São Filipe: Ministro da Cultura sugere ‘socialização’ do projecto de requalificação do centro histórico

São Filipe, 05 Dez (Inforpress) – O ministro da Cultura e das Indústrias Criativas disse hoje não concordar com a colocação de asfalto na zona Alto de São Pedro e sugere a ‘socialização’ do projecto de requalificação do centro histórico de São Filipe do Fogo.

Antes da partida para a ilha Brava, Abraão Vicente visitou na manhã de hoje as obras de requalificação do centro histórico de São Filipe, na ilha do Fogo, onde tomou conhecimento da proposta de alteração desta obra.

Segundo disse em declarações à imprensa, a empresa que ganhou o concurso está a tentar fazer uma adaptação para estender a zona asfaltada na zona Alto de São Pedro, entrando um pouco no núcleo do centro histórico.
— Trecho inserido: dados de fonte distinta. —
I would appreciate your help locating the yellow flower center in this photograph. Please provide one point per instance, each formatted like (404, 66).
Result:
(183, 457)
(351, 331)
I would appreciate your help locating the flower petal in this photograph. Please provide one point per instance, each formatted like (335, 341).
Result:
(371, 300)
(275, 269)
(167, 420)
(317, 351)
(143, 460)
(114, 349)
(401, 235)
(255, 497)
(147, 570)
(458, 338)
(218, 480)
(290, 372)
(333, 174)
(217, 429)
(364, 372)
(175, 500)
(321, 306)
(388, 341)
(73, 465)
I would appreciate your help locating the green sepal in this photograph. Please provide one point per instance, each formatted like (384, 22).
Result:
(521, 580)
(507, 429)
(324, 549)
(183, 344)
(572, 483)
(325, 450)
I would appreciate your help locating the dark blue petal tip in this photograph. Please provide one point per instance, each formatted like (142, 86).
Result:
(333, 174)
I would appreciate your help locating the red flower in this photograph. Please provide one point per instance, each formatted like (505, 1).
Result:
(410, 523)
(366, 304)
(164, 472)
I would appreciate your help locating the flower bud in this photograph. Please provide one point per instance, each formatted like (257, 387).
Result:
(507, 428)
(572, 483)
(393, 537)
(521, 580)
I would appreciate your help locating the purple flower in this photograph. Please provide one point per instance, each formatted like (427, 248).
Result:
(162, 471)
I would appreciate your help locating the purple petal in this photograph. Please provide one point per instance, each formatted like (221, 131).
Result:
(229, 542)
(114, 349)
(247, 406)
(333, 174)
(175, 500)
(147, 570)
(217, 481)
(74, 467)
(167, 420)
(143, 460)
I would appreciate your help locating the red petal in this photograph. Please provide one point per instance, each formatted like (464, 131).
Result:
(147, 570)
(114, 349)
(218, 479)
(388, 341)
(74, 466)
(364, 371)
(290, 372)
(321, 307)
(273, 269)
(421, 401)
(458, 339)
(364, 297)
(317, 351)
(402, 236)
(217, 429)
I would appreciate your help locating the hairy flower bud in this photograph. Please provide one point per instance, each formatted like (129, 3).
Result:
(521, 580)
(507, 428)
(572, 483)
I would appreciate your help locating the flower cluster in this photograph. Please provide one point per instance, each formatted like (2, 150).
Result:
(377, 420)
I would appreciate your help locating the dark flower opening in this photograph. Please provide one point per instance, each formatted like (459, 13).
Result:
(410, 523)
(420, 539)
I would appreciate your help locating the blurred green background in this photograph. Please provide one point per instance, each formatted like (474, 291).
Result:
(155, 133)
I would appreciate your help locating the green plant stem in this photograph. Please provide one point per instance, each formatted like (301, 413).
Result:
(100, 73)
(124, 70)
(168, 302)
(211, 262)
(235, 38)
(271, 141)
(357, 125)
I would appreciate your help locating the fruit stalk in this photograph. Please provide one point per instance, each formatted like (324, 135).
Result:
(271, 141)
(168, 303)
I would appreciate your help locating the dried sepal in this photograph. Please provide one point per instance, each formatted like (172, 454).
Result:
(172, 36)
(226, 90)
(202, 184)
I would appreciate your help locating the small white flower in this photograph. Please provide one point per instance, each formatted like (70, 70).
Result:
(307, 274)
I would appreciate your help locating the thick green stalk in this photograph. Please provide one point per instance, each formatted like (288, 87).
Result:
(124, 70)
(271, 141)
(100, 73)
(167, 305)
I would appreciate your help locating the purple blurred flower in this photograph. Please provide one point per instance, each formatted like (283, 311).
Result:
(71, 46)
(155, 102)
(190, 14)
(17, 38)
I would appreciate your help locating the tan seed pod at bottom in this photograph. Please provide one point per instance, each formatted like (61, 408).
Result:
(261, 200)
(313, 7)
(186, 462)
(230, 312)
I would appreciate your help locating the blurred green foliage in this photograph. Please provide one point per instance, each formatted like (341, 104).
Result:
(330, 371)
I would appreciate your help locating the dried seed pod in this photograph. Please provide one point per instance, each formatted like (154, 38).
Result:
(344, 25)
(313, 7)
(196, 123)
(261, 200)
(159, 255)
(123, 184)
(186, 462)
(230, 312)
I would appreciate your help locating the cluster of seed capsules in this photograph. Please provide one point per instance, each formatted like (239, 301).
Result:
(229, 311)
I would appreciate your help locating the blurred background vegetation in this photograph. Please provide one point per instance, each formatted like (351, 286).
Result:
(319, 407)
Abraão Vicente não concorda com a decisão, que carece de um parecer técnico do Instituto do Património Cultural (IPC), por causa das implicações antropológicas e sociológicas do uso interior do espaço e da valorização dos sobrados.

“O asfalto pode significar desenvolvimento, mas se pensarmos a médio e longo prazos é mais importante preservarmos o núcleo duro da cidade dos sobrados do que introduzir asfalto só porque sim. Portanto, aqui temos que ter um equilíbrio”, advogou.

Informou que a ministra das infraestruturas já deu o seu parecer e já foi aprovada a calçada tecnicamente que pode se comportar melhor, de acordo com as características da cidade, a inclinação e tudo.

Cabe agora ao seu ministério e ao IPC acompanhar o processo de perto para que a sua implementação seja feita com qualidade, e para que sejam resgatados os traços históricos que façam com que a “mobilidade dentro do núcleo histórico seja garantida”.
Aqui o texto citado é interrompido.